John von Neumann was the greatest mathematician of the 20th century, despite his life being cut short by cancer when he was just 53. He warrants extended discussion, because I have found when I mention his contribution to quantum mechanics, some people immediately dismiss him with a comment along the lines of “Sounds like Deepak Chopra. I feel pretty safe ignoring that.” As we will see below, a similarly dismissive reaction can come from people in positions of much greater authority, such as the author of a textbook on the metaphysics of quantum mechanics published by Oxford University Press – Quantum Ontology: A Guide to the Metaphysics of Quantum Mechanics by Professor Peter J Lewis (2016).
Von Neumann was about as far from a scientific heretic as could be imagined. He came from a wealthy Hungarian Jewish family, and was exceptionally gifted. At six he could divide two eight digit numbers in his head, and converse in ancient Greek. At eight he had mastered calculus. An interest in history prompted him to read through the whole of a 46-volume world history series. He attended the best school in Budapest, and his father hired private tutors to provide extra tuition in areas he displayed an aptitude for. These included the famous mathematician Gábor Szegő, who upon their first meeting was brought to tears by von Neumann's talent for producing instant solutions to complex mathematical problems. At 19 he was having mathematical papers published.
In his 34-year career, von Neumann authored over 150 papers, making numerous major contributions to mathematics, physics, computing and economics, and playing a key role in the development of computers, AI, game theory and the hydrogen bomb. At the time of his death he was America's greatest expert and authority on nuclear weapons, and was the originator of the MAD (mutually assured destruction) strategy to control the arms race. In 1999 the Financial Times named him Person of the Century, as representative of the 20th century's ideal that the power of the mind could shape the physical world (the double meaning here is unlikely to have been accidental).
In 1932, von Neumann's definitive mathematical analysis of quantum mechanics was published. The Mathematical Foundations of Quantum Mechanics is the closest thing quantum theory has to a bible. In it von Neumann mathematically proved that an “ordinary reality” cannot underlie the mathematical quantum facts. He showed that if electrons are ordinary objects, or constructed of ordinary objects, then the behaviour of these objects contradicts what quantum mechanics is telling us about reality.
Here is Lewis (p64) on von Neumann:
“...the worry is that at the end of the day there may be no good way to decide between [the competing solutions to the Measurement Problem], so the project of basing our ontology on our best physical theory will prove to be impossible, at least at this level of description.
However, there is another line of thought running through the history of quantum mechanics according to which there is no genuine underdetermination here.
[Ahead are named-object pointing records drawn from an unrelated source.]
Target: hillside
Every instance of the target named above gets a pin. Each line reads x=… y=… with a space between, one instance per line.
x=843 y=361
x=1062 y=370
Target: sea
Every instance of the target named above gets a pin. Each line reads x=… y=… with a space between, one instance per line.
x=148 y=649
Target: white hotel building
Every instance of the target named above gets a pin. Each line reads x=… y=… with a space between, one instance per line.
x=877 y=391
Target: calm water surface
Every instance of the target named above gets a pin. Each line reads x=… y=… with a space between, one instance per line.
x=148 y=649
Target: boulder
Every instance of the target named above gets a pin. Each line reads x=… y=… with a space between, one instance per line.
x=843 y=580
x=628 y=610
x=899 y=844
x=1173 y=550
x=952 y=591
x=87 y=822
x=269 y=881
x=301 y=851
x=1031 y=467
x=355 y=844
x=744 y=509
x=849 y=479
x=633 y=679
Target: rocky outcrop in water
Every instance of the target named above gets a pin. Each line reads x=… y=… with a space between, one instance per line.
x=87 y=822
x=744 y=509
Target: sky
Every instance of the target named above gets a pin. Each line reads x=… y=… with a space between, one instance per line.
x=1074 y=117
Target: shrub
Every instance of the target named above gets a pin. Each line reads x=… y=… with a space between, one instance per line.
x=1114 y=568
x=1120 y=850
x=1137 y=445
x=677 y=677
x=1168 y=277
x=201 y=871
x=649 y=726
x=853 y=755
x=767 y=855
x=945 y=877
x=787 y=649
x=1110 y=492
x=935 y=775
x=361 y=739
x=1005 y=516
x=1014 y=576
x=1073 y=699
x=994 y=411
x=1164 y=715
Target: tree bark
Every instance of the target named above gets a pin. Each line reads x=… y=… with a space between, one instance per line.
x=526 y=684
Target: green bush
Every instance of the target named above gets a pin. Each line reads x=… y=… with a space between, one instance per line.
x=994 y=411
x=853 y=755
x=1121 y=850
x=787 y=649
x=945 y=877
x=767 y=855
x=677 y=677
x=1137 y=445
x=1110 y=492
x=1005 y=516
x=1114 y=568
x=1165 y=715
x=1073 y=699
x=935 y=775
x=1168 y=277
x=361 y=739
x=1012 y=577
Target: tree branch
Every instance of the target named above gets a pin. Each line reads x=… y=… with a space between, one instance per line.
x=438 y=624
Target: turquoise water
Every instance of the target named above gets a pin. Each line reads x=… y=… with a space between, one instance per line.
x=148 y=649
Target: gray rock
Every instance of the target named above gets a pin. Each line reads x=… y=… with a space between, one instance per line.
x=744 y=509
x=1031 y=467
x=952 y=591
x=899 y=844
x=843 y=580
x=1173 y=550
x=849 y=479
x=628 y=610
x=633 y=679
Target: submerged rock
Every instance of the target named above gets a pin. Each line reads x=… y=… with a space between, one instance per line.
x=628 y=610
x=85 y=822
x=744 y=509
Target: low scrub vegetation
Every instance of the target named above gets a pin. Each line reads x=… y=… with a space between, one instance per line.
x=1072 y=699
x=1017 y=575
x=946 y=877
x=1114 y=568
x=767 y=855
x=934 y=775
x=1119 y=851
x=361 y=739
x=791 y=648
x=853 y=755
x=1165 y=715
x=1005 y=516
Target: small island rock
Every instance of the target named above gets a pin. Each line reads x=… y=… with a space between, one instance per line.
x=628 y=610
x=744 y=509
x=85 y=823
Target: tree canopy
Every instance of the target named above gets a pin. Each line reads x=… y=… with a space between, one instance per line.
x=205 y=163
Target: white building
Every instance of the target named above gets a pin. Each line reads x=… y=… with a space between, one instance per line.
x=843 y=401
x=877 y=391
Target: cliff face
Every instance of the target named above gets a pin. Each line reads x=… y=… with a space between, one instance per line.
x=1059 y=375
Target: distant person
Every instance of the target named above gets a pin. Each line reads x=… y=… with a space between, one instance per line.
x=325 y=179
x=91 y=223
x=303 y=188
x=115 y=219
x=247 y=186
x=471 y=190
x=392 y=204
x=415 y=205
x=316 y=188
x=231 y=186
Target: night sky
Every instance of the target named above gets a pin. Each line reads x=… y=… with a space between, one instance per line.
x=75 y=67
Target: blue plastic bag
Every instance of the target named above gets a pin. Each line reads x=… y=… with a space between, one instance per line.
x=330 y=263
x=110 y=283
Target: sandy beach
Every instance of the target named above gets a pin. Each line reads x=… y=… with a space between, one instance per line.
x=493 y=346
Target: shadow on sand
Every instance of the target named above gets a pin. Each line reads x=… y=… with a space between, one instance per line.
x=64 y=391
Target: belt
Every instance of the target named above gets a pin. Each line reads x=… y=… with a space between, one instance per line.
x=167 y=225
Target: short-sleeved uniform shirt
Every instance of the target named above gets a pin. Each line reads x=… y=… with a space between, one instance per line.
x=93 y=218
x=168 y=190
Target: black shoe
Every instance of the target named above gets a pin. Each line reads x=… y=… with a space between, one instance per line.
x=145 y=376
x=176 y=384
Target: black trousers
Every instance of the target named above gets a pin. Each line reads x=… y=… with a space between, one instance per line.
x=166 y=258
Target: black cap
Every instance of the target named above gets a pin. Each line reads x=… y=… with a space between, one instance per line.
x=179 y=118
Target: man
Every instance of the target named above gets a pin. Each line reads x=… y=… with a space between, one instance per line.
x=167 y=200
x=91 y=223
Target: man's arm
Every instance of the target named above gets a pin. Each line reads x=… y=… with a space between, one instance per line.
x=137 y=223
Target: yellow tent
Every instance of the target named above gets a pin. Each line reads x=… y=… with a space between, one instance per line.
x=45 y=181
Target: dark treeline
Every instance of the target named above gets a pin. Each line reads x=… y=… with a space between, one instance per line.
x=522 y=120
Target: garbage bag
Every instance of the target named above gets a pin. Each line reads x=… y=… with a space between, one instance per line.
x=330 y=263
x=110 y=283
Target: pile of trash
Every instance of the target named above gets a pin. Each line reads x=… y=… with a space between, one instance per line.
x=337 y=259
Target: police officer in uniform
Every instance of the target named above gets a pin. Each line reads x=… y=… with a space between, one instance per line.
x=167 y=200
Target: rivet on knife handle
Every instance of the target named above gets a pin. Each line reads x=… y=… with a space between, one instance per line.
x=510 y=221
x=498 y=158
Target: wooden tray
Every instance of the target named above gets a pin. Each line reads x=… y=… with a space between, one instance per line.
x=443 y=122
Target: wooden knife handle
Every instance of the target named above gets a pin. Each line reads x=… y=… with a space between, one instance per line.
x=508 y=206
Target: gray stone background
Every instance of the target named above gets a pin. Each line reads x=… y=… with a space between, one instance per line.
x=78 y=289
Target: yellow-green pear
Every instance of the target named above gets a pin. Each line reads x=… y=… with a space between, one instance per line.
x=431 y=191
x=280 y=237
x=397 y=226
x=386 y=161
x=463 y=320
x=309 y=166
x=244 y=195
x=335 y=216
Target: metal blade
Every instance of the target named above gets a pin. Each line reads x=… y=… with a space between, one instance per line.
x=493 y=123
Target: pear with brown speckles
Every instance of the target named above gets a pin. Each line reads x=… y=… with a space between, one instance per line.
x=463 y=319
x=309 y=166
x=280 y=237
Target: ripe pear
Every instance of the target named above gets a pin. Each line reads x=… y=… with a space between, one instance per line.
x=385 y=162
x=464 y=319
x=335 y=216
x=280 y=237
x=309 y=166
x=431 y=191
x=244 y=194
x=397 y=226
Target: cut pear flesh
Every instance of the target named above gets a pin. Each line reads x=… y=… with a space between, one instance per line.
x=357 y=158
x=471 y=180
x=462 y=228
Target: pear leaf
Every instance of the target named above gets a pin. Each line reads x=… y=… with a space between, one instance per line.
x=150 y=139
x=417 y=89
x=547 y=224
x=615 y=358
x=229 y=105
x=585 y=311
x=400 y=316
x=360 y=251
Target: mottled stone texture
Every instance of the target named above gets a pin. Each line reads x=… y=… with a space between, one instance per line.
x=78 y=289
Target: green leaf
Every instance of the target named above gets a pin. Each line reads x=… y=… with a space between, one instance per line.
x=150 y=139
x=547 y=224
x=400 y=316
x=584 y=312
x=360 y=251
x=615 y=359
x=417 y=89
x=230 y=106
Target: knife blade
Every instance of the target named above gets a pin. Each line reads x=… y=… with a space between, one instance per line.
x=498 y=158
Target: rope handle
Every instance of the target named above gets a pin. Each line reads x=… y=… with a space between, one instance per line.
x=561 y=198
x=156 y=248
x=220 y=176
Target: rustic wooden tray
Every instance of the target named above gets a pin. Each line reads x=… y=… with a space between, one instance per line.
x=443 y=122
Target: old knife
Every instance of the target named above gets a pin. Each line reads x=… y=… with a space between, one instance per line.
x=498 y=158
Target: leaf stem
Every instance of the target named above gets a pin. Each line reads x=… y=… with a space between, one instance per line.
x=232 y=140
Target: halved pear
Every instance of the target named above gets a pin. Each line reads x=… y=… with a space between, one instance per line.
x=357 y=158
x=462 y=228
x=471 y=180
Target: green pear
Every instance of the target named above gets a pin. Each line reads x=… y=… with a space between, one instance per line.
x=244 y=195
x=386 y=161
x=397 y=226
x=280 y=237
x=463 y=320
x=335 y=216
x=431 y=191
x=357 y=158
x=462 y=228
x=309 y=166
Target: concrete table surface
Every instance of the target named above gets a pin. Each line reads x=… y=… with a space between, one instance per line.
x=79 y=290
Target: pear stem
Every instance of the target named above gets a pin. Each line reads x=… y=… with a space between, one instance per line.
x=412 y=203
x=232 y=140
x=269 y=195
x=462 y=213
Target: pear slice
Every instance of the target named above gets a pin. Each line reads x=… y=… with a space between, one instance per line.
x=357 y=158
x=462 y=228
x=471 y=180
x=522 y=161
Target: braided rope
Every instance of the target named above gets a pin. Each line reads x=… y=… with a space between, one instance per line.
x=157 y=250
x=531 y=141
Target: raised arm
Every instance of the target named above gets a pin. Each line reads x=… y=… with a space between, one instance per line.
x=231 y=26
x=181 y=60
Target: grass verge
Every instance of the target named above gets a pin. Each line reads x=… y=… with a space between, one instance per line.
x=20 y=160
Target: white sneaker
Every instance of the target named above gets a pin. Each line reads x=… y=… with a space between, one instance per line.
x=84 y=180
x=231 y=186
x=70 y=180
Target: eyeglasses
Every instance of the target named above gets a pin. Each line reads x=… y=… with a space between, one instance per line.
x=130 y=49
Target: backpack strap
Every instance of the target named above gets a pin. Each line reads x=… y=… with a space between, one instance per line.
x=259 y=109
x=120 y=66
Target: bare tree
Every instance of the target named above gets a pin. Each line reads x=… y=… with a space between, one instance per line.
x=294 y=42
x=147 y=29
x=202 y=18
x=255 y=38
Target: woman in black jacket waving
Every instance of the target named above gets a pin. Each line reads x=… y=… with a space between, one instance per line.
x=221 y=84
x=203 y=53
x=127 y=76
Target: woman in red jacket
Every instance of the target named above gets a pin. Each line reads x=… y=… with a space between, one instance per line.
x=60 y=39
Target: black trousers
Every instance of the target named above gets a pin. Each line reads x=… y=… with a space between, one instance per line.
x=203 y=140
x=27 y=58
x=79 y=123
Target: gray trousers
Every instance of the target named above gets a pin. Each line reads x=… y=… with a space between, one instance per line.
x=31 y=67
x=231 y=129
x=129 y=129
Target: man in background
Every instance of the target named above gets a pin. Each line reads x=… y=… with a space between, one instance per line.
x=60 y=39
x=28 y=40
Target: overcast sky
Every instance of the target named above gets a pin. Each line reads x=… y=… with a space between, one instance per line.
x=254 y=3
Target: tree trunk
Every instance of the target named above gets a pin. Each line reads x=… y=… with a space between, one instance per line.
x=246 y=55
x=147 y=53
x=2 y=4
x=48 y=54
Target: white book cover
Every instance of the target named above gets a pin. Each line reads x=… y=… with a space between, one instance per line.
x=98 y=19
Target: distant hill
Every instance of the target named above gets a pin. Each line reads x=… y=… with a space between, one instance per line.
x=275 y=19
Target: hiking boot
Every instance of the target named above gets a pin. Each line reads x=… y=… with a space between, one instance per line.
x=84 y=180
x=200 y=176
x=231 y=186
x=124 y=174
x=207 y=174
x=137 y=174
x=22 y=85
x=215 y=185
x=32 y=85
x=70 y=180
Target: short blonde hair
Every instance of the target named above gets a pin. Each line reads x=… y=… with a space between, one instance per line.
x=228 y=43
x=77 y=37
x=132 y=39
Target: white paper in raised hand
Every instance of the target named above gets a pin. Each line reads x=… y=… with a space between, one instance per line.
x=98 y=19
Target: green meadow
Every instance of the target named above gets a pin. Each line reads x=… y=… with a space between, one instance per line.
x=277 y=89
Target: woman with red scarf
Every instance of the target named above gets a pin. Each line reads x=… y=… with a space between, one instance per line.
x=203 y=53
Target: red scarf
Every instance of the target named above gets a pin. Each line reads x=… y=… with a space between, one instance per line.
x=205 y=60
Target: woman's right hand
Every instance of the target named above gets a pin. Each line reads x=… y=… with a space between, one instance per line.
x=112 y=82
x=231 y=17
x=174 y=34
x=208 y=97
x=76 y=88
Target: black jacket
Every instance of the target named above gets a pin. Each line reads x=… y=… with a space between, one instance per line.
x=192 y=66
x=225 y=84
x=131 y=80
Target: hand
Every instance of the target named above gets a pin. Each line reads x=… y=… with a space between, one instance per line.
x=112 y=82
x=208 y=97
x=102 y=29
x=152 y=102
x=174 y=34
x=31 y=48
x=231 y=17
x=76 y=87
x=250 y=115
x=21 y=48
The measurement postulate has always sat uncomfortably with the rest of quantum mechanics. Von Neumann first explicitly formulated the measurement postulate as part of quantum mechanics, but he also claims that when the measurement postulate applies is arbitrary to a large extent, suggesting that it is not an objective physical process but something more closely connected to our situation in the world as observers. In that case, maybe the measurement postulate should never have been regarded as part of the physical theory itself; perhaps we should read the textbooks as saying that a system undergoing a measurement looks as if its state collapses to an eigenstate.”
So far, so good. But having pointed out von Neumann's claim that measurement is not an objective physical process but something more closely related to our status as observers, he does not go on to say anything about any relationship between consciousness and wave function collapse. Instead, he implies that this might mean that the collapse only “looks like” it happened, which leads him in the next sentence to the Many Worlds Interpretation. Von Neumann gets no other mention in Lewis' book, and the most important contemporary defender of this idea – Henry Stapp – isn't mentioned at all. It appears Lewis is leaving out von Neumann's interpretation entirely. The only mention of the theory that consciousness causes collapse anywhere in a book on quantum ontology is a claim on page 179 about Eugene Wigner, who defended and extended von Neumann's position in the 1950s. Wigner's view that consciousness causes the collapse, says Lewis, “falls short of being possible” because it “requires a deeply problematic interactionist dualism.” Lewis does not explain in the main text exactly what it is that he thinks is impossible, or why. He relegates it to a footnote: “One problem is that it seems utterly mysterious on this view how the ability to collapse wave functions could have evolved with the evolution of conscious beings, since evolution is a purely physical process. For further discussion see Chalmers The Conscious Mind 156 and 356.” This is a striking example of how deeply materialist assumptions shape the discourse: the view is dismissed not because it is incoherent, but because it conflicts with an unexamined, unquestioned belief about evolution being entirely physical. The von Neumann/Wigner/Stapp interpretation has been dismissed as impossible, on the grounds it is “utterly mysterious” how to square this idea with the evolution of conscious beings. But does materialistic science actually have any idea how consciousness evolved? No it does not, as Thomas Nagel had already pointed out four years before the publication of Lewis' book.